Scores of projects in humanities computing and elsewhere assume implicitly that
markup is meaningful, and use its meaning to govern the processing of the data.
A number of authors have described systems for exploiting information about the
meaning or interpretation of markup; among those most relevant to the work
described here are Simons (1997 and 1999), Welty and Ide (1999), Ramalho et al.
(1999), and Sperberg-McQueen et al. (2000 and 2001).
While a complete account of the "meaning of markup" may seem daunting, at least
part of this project appears manageable: explaining how to determine the set of
inferences about a document which are "licensed", implicitly or explicitly, by
its markup. This may or may not be all there is to an account of the meaning of
markup, but it is certainly a significant part of any account -- and doesn't
seem, on its face at least, to be particularly difficult to provide.

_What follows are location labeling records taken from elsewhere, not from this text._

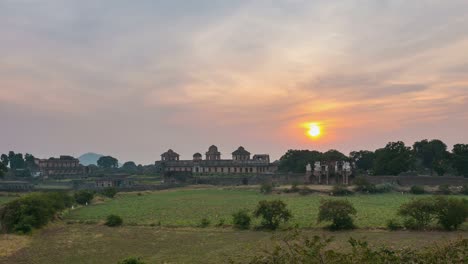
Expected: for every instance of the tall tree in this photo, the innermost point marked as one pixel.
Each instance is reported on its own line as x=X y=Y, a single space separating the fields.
x=393 y=159
x=433 y=154
x=460 y=159
x=363 y=159
x=108 y=162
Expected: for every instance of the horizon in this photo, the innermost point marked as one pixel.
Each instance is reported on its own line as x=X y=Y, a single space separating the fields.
x=134 y=79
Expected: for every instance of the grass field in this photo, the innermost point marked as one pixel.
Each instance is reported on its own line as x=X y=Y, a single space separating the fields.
x=186 y=207
x=97 y=244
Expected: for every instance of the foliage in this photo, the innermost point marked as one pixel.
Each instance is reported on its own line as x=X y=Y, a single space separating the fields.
x=393 y=159
x=393 y=225
x=341 y=190
x=451 y=212
x=433 y=154
x=297 y=160
x=241 y=219
x=444 y=189
x=204 y=222
x=416 y=189
x=363 y=159
x=113 y=220
x=132 y=260
x=295 y=248
x=339 y=212
x=266 y=188
x=272 y=213
x=84 y=197
x=107 y=162
x=419 y=213
x=32 y=211
x=109 y=192
x=460 y=159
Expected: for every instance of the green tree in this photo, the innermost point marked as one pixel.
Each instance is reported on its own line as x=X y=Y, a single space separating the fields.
x=272 y=213
x=433 y=154
x=363 y=159
x=338 y=212
x=107 y=162
x=460 y=159
x=393 y=159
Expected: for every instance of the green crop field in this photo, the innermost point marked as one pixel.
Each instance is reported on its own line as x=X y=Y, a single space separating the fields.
x=186 y=207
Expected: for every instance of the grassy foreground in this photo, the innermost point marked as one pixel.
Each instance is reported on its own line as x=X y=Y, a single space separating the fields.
x=93 y=244
x=186 y=207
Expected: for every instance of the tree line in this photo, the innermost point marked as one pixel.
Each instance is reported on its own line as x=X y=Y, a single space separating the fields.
x=425 y=156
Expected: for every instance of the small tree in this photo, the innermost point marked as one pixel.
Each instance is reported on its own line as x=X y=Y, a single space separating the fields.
x=113 y=220
x=109 y=192
x=273 y=213
x=339 y=212
x=451 y=212
x=241 y=219
x=84 y=197
x=419 y=212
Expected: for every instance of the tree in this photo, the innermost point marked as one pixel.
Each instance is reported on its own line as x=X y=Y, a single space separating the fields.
x=460 y=159
x=108 y=162
x=273 y=213
x=433 y=155
x=339 y=212
x=363 y=159
x=393 y=159
x=297 y=160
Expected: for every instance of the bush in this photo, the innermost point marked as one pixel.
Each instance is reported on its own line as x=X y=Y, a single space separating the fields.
x=464 y=190
x=273 y=213
x=266 y=188
x=416 y=189
x=341 y=190
x=419 y=213
x=113 y=220
x=204 y=222
x=31 y=211
x=339 y=212
x=393 y=225
x=363 y=185
x=451 y=212
x=241 y=219
x=84 y=197
x=131 y=260
x=109 y=192
x=444 y=189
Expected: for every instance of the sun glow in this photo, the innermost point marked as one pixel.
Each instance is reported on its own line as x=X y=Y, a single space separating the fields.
x=313 y=130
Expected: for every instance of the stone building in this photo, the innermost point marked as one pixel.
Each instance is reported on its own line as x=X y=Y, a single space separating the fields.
x=241 y=163
x=63 y=167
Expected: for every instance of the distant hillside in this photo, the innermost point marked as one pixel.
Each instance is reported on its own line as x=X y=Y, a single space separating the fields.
x=89 y=158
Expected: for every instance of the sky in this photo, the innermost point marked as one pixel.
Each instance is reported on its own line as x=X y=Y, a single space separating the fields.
x=132 y=79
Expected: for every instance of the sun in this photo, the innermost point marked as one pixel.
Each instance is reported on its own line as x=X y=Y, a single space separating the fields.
x=314 y=130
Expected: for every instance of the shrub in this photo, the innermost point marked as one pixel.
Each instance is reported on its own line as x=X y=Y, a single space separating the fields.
x=363 y=185
x=113 y=220
x=416 y=189
x=341 y=190
x=451 y=212
x=444 y=189
x=84 y=197
x=266 y=188
x=393 y=225
x=132 y=260
x=31 y=211
x=339 y=212
x=419 y=213
x=464 y=189
x=272 y=213
x=241 y=219
x=204 y=222
x=109 y=192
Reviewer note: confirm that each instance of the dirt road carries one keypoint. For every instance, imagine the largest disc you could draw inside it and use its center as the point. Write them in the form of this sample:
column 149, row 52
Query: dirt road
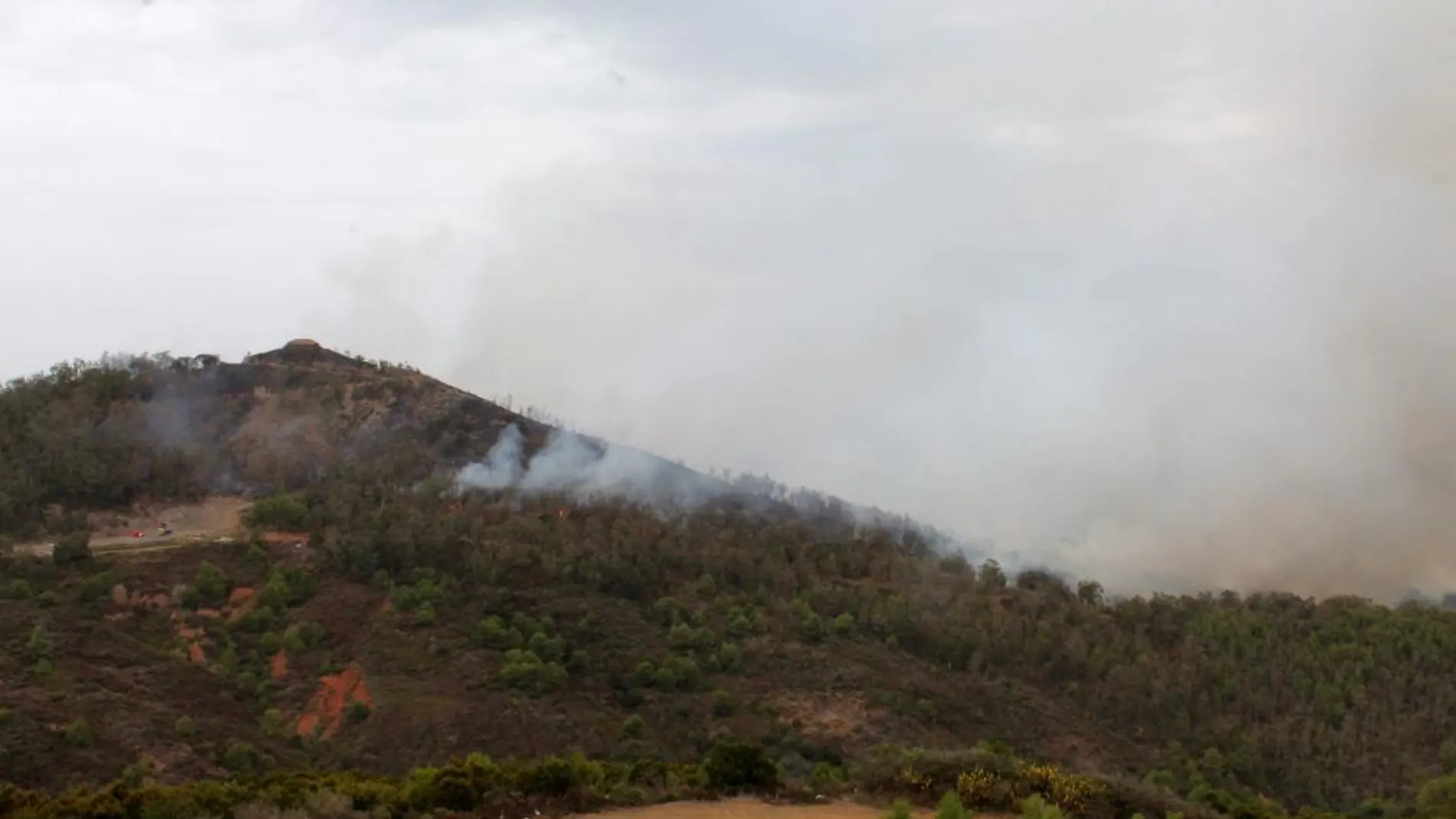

However, it proves remarkably difficult to find, in the literature, any
straightforward account of how one can go about interpreting markup in such a
way as to draw all and only the correct inferences from it. For the most part,
the papers cited have limited themselves to describing how such a system would
work in theory, rather than describing a practical instantiation of the idea.
Designers and users of markup systems, meanwhile, have relied on human
understanding rather than on automated systems to interpret the markup in
documents.
Sperberg-McQueen et al. (2000) describe at some length a 'straw man' proposal for
defining the proper interpretation of markup in a given markup language. In
particular, they identify the meaning of markup in a document as the set of
inferences authorized by it, and propose that it ought to be possible to
generate those inferences from the document mechanically, following certain
simple rules. Having set the strawman up, they then proceed to dismantle it,
noting a number of problems in the rules they have proposed for generating the
inferences. They sketch in general terms how a better account of meaning and
interpretation in markup could be constructed, but leave the actual construction
as an exercise for the reader.
This paper describes a concrete realization of one part of the 'framework' model
proposed in Sperberg-McQueen et al. (2000), and outlines some of the problems
encountered in specifying the inferences licensed by commonly used DTDs. (Other
parts of the framework model are also being worked on, but the description of
that work is out of scope for this paper.)
We focus here on the development of a notation (specifically, an SGML/XML DTD)
for expressing what Sperberg-McQueen et al. (2000 and 2001) call "sentence
skeletons", or "skeleton sentences". These are sentences, either in English or
some other natural language or in some formal notation, for expressing the
meaning of constructs in a markup language. They are called sentence skeletons,
rather than full sentences, because they have blanks at various key locations; a
system for automatic interpretation of marked up documents will generate actual
sentences by filling in the blanks in the sentence skeletons with appropriate
values from the documents themselves.
In existing markup systems, the appropriate values are often to be taken from
whatever occurs in the document at a specific location. In the TEI DTD, for
example, the current page number for the default pagination is given by the
value of the 'n' attribute on the most recent 'pb' element, while the identifier
for the language of the text is given by the value of the 'lang' attribute on
the smallest enclosing element which actually has a value for the 'lang'
attribute; the language itself is described by whatever 'language' element in
the TEI header has that identifier as the value of its 'id' attribute.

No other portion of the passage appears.